Enhancing Machine Translation via Frame-Semantic Data
I’ve just finished my final assignment for the semester, a paper for LING 190. Click the title for the full text of the paper, read the abstract below, and see the cut at the bottom of this entry for a layperson’s explanation of the technical bits.
Enhancing Machine Translation via Frame-Semantic Data
Abstract
Frame semantics is an approach to examining meaning in natural language by considering clusters of related concepts. For instance, in the “commercial transaction” frame, there is a buyer, a seller, goods, and money; different predicates in this frame will place these agents in different syntactic roles, so, in English, the buyer will be the subject of buy while the seller will be the subject of sell.
Frame semantics presents a powerful aide to machine translation. Frame-semantic knowledge of an input phrase facilitates more precise word-sense disambiguation and allows greater flexibility in deciding which of multiple valid word orderings to emit in the target language. I have demonstrated this by creating a rudimentary system for translating from Spanish to English which can optionally take advantage of frame-annotated input, and then testing this system on a small corpus of phrases in the commercial transaction frame.
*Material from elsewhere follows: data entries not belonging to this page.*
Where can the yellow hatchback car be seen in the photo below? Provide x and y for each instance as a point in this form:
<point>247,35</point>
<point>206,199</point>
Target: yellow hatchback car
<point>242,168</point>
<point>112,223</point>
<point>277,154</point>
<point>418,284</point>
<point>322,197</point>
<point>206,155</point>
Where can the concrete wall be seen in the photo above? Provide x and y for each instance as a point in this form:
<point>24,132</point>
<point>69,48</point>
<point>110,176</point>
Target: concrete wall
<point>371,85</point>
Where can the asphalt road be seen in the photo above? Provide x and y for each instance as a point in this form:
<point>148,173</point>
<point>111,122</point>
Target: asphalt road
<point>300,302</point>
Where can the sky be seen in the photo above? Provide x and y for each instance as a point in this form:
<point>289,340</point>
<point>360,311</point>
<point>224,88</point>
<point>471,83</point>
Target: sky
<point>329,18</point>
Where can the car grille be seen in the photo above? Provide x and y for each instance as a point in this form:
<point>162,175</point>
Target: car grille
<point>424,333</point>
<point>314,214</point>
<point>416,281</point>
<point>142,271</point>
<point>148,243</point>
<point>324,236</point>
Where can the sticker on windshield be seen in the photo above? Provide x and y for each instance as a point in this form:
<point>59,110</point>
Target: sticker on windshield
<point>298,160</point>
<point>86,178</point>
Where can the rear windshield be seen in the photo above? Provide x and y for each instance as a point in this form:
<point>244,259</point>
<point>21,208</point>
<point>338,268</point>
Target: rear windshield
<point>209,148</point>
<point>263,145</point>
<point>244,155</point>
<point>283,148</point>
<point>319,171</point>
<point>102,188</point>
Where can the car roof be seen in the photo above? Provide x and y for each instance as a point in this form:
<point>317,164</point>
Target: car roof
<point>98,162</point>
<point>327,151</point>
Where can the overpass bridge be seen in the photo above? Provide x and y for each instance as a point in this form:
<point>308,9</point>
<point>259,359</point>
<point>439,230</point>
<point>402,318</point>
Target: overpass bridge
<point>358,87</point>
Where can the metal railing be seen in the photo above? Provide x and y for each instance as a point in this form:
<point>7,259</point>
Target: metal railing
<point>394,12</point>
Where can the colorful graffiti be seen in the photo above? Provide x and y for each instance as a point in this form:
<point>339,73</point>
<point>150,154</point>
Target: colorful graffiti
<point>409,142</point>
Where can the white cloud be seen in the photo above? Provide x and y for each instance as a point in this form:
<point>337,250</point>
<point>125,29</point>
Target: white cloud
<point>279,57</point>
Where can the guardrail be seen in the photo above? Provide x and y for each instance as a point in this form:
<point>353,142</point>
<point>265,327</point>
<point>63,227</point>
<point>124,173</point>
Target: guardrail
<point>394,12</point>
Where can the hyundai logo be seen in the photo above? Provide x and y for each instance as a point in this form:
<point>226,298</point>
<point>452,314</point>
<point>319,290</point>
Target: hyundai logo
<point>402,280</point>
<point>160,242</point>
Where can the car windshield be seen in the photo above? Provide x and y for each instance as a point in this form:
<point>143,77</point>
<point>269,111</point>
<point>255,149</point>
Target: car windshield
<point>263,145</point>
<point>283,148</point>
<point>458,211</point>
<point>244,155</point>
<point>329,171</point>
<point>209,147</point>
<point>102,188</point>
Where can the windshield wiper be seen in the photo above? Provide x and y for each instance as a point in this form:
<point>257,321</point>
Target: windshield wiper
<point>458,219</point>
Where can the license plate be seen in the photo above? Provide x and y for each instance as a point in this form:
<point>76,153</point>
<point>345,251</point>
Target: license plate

Glossary, in order of appearance in paper:
- predicate
- verb
- word-sense disambiguation
- For a word that has multiple meanings, figuring out which meaning a particular occurrence of that word is referring to.
- corpus, corpora
- A bunch of arbitrary text gathered from real-world sources. “Corpora” is the plural.
- parsing
- Taking natural language input and arranging it into phrases, subphrases, clauses, etc.
- lemma
- The root form of a word. For verbs, the lemma would be the infinitive form.
- tokenization
- Splitting a stream of natural language into a series of tokens, which are basically the same thing as words and punctuation. So, splitting “Hello, world!” into the following series of tokens: H e l l o , w o r l d !
- tagging
- Annotating each token with its part of speech, so in the sentence “he ran”, ‘ran’ would be marked as (amongst other things) a past-tense third-person singular verb.
- lexicon
- Dictionary.
- gendered/neuter pronouns
- “He” and “she” are gendered pronouns in English. “It” is a neuter pronoun in English. syntactic distribution of frame roles: This is referring to the way that particular frame roles are assigned to particular grammatical components in a particular frame-predicate (a particular predicate in a particular frame.) For instance, in English, “BUY” has the buyer as the subject, the seller in an optional “from” clause, the goods as the direct object, and money in an optional “for” clause.
- area for further research
- I’m too lazy to look into it / give me more grant money.
- syntactically motivated
- It’s a result of syntax.
- collocations
- Two words are considered collocates when they appear near each other more often than you’d expect given their respective frequencies.
- anaphora resolution
- When you have a pronoun, figuring out which noun it refers to.